I remember at primary school (Langwathby C of E since you ask) standing in the playground, Settle-Carlisle railway to my left, and thinking that life on another planet does not necessarily mean life as we know it. And I still think that. We have haemoglobin to carry oxygen in the blood, octopuses have other stuff for the same purpose – and they are on the same planet. The creature in Alien that grew in John Hurt’s belly (yes, yes, I know it was only a story) had acid in its blood vessels. Our thinking is altogether too selfish, too human-obsessed. Things could be otherwise. We are like pimples on the backside of the cosmos. Hurricanes, earthquakes, wind and rain come and go. The earth will cleanse itself. For those that accept the notion of God, ‘God is working his purpose out as year succeeds to year’. For those that don’t, the laws of nature are doing the what-comes-naturally. In the context of evolution, this has interesting theological implications. It’s not over yet.

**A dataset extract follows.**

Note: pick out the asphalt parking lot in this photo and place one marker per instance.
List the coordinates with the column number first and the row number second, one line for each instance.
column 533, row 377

Make the most of what you’ve got when you’ve got it, because you might not have it much longer. Live each day as ‘twere thy last. In an earlier post here I wrote about a ‘good death’. One of my more elderly (in years but not in mind) parishioners told me that her idea of a good death was slipping off a stool with a glass of Jameson’s in her hand. This has interesting theological implications too. Raise your glasses. The standard Anglican response to any difficult issue has much to commend it: ‘Let’s have another glass of sherry‘. Or whiskey.